A lot of the information on the internet and in BDSM porn is really confusing, there is a lot of day dreaming and there are tons of fantasy stories about what BDSM is. Of course it's more exciting if you make it out it's some dark and scary place, it will add to the mood, but in a relationship it can't come from a dark and forbidden place because the essential thing that you need is trust.
In BDSM porn the bitchy, man-hating domme is a thing that keeps reoccurring, but that's a fantasy, a BDSM relationship can only work if there is a feeling of mutual trust.
One thing that really gets me about some so called "Femdom" blogs is that they seem so desperate, basically anything the sub wants is OK, and he has to be applauded and coddled and told how much it is his right, how wonderful that he opens up and demands those things... I often think "Woman, get a foster child if you don't have one of your own".
This whole turning the submissive into some spoiled little brat and essentially bending over backwards to try and keep the illusion that he found a dominant woman (who is going to serve him and reinforce his expectations) is about as ridiculous as the whole femdom porn fantasy of the always leather/latex clad domme who hates men and will force them. It tends to reek of desperation, heck I like men, submissive or kinky, I like them as MEN, not children who need guidance. In short I want a willing partner in crime, not somebody I have to cajole and convince, stroke his ego all the time and basically serve him while desperately pretending I am his dominant.
Unless you are having a strictly professional relationship and not a relationship with some BDSM elements, the fantasy warrior idea won't fly. Essentially you have a partner and HOW the power exchange takes place and WHEN is up to you. The dominant doesn't automatically turn into a parent substitute, of course there is always age play but that is only one spectrum of BDSM.

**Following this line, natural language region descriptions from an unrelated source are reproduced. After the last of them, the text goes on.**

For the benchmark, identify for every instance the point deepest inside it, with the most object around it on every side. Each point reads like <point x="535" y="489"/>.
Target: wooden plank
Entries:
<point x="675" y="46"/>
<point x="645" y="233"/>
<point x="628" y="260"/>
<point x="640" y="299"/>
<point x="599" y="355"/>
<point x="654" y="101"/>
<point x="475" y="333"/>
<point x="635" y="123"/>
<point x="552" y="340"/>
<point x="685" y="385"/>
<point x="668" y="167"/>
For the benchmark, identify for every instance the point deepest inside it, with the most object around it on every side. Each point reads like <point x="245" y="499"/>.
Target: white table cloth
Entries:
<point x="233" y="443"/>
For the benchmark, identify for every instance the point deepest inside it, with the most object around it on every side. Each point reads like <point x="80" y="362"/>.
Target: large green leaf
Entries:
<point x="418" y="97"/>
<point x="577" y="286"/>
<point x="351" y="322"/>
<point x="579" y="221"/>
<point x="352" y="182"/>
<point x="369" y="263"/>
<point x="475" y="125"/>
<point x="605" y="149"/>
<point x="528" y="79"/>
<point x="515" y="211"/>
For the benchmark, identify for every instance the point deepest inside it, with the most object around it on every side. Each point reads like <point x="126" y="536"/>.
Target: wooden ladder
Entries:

Let me repeat, BDSM is all about consent, that means that you can withdraw your consent at any time in case it makes you feel uncomfy or you feel you're pushed to far, dominants don't tend to be interested in turning you into mindless drones, most BDSM relationships are actually very LOVING relationships, just with a bit of kink thrown in, often with power exchange in various ways, sometimes with a bit of pain, but there is no law that says pain is essential to a BDSM relationship, a lot of people have relationships of every kind, also BDSM relationships without pain!